Before the answer, you need to know how the wordnet interface in NLTK works, see http://www.nltk.org/howto/wordnet.html
Wordnet is indexed by concepts that can be represented by different words contains semantic information about. And the Wordnet interface in NLTK let's you search the concepts that a word can represent, e.g.:
>>> from nltk.corpus import wordnet as wn
>>> wn.synsets('dog')
[Synset('dog.n.01'), Synset('frump.n.01'), Synset('dog.n.03'), Synset('cad.n.01'), Synset('frank.n.02'), Synset('pawl.n.01'), Synset('andiron.n.01'), Synset('chase.v.01')]
>>> for ss in wn.synsets('dog'):
... print ss, ss.definition()
...
Synset('dog.n.01') a member of the genus Canis (probably descended from the common wolf) that has been domesticated by man since prehistoric times; occurs in many breeds
Synset('frump.n.01') a dull unattractive unpleasant girl or woman
Synset('dog.n.03') informal term for a man
Synset('cad.n.01') someone who is morally reprehensible
Synset('frank.n.02') a smooth-textured sausage of minced beef or pork usually smoked; often served on a bread roll
Synset('pawl.n.01') a hinged catch that fits into a notch of a ratchet to move a wheel forward or prevent it from moving backward
Synset('andiron.n.01') metal supports for logs in a fireplace
Synset('chase.v.01') go after with the intent to catch
To access all synsets in wordnet:
wn.all_synsets()
And for each synsets, there are different functions that you can look up regarding the synsets, e.g.

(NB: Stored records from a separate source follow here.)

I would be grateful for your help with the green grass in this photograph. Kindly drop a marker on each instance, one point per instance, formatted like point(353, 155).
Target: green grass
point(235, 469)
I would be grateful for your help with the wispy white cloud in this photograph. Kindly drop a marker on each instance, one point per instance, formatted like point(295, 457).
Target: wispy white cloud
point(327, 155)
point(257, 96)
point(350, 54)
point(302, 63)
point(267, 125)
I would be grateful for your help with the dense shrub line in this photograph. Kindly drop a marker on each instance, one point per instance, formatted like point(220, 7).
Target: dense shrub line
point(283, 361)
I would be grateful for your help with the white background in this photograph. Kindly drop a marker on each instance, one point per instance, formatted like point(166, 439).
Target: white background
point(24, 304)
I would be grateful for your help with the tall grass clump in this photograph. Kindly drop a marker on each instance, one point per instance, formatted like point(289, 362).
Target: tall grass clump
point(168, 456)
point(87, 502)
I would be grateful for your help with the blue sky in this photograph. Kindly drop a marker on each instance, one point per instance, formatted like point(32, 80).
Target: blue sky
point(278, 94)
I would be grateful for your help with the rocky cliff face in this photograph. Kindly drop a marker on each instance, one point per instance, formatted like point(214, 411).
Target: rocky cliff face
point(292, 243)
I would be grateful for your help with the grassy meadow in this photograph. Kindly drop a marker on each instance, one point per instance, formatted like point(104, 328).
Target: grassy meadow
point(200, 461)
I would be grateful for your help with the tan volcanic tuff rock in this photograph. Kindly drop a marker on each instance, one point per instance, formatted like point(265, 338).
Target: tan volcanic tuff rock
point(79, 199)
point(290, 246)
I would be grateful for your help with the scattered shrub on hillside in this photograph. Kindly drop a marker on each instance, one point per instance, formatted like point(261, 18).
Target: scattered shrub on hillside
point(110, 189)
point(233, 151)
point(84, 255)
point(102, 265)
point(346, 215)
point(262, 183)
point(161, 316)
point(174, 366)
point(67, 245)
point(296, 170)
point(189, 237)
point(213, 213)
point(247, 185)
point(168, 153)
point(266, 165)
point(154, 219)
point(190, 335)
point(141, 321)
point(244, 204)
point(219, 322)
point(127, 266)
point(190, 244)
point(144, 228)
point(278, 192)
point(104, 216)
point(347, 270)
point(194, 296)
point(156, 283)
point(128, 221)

>>> ss = wn.synsets('dog')[0] # First synset for the word 'dog'
>>> ss.definition()
u'a member of the genus Canis (probably descended from the common wolf) that has been domesticated by man since prehistoric times; occurs in many breeds'
>>> ss.hypernyms()
[Synset('canine.n.02'), Synset('domestic_animal.n.01')]
>>> ss.hyponyms()
[Synset('basenji.n.01'), Synset('corgi.n.01'), Synset('cur.n.01'), Synset('dalmatian.n.02'), Synset('great_pyrenees.n.01'), Synset('griffon.n.02'), Synset('hunting_dog.n.01'), Synset('lapdog.n.01'), Synset('leonberg.n.01'), Synset('mexican_hairless.n.01'), Synset('newfoundland.n.01'), Synset('pooch.n.01'), Synset('poodle.n.01'), Synset('pug.n.01'), Synset('puppy.n.01'), Synset('spitz.n.01'), Synset('toy_dog.n.01'), Synset('working_dog.n.01')]
>>> ss.name()
u'dog.n.01'
>>> ss.lemma_names() # Other words that can represent this concept.
[u'dog', u'domestic_dog', u'Canis_familiaris']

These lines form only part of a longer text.